Walking home along the dusty dirt roads that late summer day, I noticed how bland our village was becoming. The horses no longer neighed. The gardens weren’t overgrown with corn, beans, and barley. The fresh scent of sunflowers and magnolias no longer lingered. Kansas was changing, and Mother kept saying how great the land is back east for farming. “Just imagine how great our garden could be!” Mother would say to me when she saw me pick up a withering sunflower off the ground. And in that moment, I accepted the change. I knew it would be okay, as long as Mother and I had a garden, our garden, our home. “We will be able to share our flowers with the rest of the world.”
The buttercups embedded the tall green grass,
Radiating a summer glow;
trickling up the rocky hill to the flat top of the hill.
The world is open. The sky sings. The mountains curve,
melting into the pale blue haze hovering below the sky.
I have the urge and eagerness to write I’m almost craving to feel the tangible feeling of the pencil between my left index and forefinger, but everything that I compose does not forge together and mesh the way that I want it to.
The rain made me very lethargic and eery today– I’m not sure why. Normally I praise the rain as it serves as a soothing sound as it plummets down against the glass windows and gravel, but today it brought weariness with it.
The horses could sense it too. They plowed across the damp ground heavily. Their rhythmic four-beating hoofs permeated the earth as they ran down from the top of the hill, seeking comfort and shelter under sagging the White Pines.
Everything was on edge. Even the wind would not stop howling. The only thing that rings with the wind tonight is the ticking of the Grandfather Clock hanging on the unlit wall.
The June sun highlights the greens in the leaves and the soft grass, radiating a glow of evergreen and warmth.

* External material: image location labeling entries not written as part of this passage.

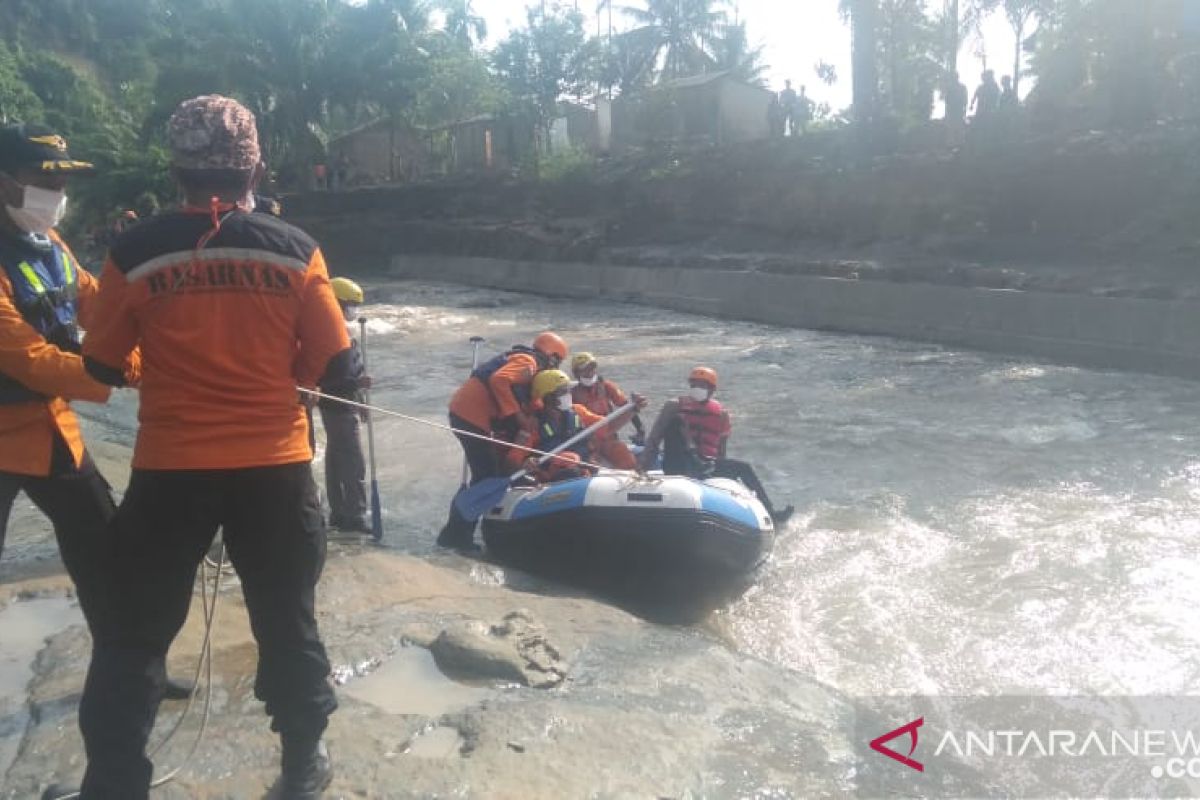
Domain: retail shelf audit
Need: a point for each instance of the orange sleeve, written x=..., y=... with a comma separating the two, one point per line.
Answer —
x=109, y=320
x=89, y=289
x=28, y=358
x=517, y=372
x=587, y=416
x=321, y=330
x=615, y=394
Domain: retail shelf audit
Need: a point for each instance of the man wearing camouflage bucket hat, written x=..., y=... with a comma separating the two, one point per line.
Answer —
x=232, y=311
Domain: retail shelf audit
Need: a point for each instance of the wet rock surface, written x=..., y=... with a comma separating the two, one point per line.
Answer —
x=514, y=650
x=540, y=693
x=623, y=720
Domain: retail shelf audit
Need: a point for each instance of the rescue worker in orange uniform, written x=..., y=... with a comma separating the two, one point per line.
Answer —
x=232, y=311
x=45, y=298
x=557, y=419
x=604, y=397
x=490, y=403
x=694, y=432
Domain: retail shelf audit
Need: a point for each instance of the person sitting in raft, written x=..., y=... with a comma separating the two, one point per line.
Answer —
x=604, y=397
x=693, y=432
x=491, y=403
x=557, y=419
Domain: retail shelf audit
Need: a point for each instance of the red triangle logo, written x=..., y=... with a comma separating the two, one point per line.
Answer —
x=877, y=745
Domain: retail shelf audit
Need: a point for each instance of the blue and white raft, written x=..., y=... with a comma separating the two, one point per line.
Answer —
x=621, y=530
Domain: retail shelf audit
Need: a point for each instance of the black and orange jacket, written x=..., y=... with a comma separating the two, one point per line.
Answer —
x=484, y=404
x=227, y=332
x=28, y=429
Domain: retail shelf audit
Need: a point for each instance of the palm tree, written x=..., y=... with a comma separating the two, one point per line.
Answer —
x=462, y=24
x=732, y=52
x=864, y=19
x=677, y=36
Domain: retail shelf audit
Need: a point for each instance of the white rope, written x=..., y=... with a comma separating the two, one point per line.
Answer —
x=460, y=432
x=203, y=665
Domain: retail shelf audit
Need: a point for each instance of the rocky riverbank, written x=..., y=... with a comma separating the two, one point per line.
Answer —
x=1104, y=214
x=457, y=679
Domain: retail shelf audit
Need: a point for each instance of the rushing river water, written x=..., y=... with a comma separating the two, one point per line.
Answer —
x=966, y=523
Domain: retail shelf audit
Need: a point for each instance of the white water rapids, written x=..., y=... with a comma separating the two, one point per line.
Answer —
x=966, y=523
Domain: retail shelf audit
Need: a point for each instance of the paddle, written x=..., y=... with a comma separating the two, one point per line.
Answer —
x=376, y=506
x=478, y=499
x=474, y=364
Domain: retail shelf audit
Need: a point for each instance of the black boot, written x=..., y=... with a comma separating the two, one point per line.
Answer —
x=459, y=533
x=306, y=769
x=175, y=689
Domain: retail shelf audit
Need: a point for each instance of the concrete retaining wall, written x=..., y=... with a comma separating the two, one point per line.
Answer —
x=1157, y=336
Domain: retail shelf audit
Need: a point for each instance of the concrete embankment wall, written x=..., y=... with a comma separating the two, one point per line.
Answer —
x=1144, y=335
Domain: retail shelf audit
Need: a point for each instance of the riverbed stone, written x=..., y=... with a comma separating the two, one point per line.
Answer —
x=515, y=650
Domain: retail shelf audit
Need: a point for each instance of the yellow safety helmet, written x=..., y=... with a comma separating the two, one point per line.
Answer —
x=581, y=360
x=347, y=290
x=547, y=382
x=705, y=373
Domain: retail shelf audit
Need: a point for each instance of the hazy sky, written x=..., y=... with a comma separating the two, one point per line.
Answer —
x=797, y=34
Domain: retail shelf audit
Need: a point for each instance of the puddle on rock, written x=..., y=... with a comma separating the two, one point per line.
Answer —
x=411, y=683
x=24, y=627
x=442, y=741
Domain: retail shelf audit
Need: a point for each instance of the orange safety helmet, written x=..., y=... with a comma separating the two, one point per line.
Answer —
x=551, y=344
x=705, y=373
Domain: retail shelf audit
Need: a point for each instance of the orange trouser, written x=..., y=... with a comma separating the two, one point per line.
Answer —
x=615, y=451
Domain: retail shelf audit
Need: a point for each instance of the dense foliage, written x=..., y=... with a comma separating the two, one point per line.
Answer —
x=108, y=72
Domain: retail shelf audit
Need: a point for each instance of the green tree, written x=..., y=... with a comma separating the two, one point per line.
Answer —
x=676, y=37
x=732, y=52
x=547, y=60
x=462, y=24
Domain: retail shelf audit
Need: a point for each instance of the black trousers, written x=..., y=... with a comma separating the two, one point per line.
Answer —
x=679, y=459
x=346, y=469
x=163, y=527
x=79, y=505
x=484, y=463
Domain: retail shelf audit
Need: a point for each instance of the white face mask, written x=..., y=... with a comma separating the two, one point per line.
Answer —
x=40, y=209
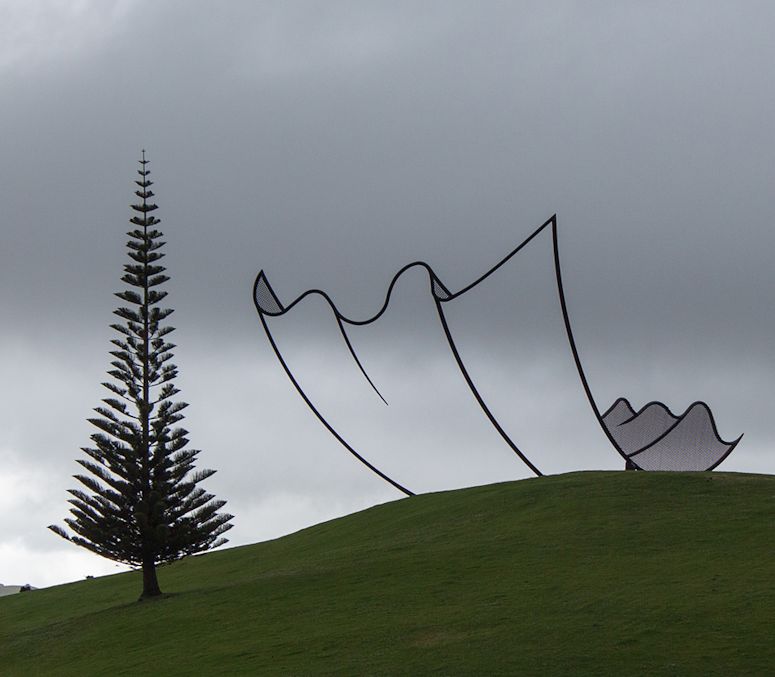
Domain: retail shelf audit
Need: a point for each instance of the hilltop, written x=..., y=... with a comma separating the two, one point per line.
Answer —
x=586, y=573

The garden plants in the window sill sit quietly against the glass, eliciting their pale blue colors and deep magentas as the sun churns past ten, eleven, and then twelve.
The forest sits still and slumbers as the gentle summer breeze brushes against the birch trees, sending the White-breasted Nuthatches and Finches in flight against the warming summer air.
Everything is alive: symbolizing the importance of unity, connection, instinct, and life.
The comforting smell of warm Vermont bacon, J’s homemade pancakes, and tapped Vermont Maple Syrup floods the house this morning. Mother is finishing her final touches around the house in an effort to perfect B’s celebration party today. I’m sitting on the edge of the shallow gray deck, letting the sunshine warm my back as the grass serves as a natural cushion for my aching feet.
The birds sing to each other in happiness today. Even the cats roll in the grass and sunbathe in the auburn sun, flickering their ears as a Red-Bellied woodpecker pecks the chipped bark on the Hemlock Northern Hardwoods at the forest line, mirrored by the trickling of the forest stream curving between the mossy stones, echoed by the singing of the bush grasshoppers.
All is well, all is silent. The only thing to be heard is nature’s voice; replenishing the earth as it flourishes underneath the blanket of the pale blue summer sky.
I am waiting for the storms to roll in. It’s been calm all day. Still. Silent.
The grass is holding the day’s humidity, still damp as I walk across it. It cools my tired feet for a minute.
Every once in a while the wind whistles through the forest trees, roaring gently, whispering to the woods.
Crickets chirping, birds singing;
Waiting for the evening storm to come.
Soon the Northern Forest will be sprinkled with raindrops,
Glimmering in the crescent moonlight,
as the storm clouds dissolve into the starry night.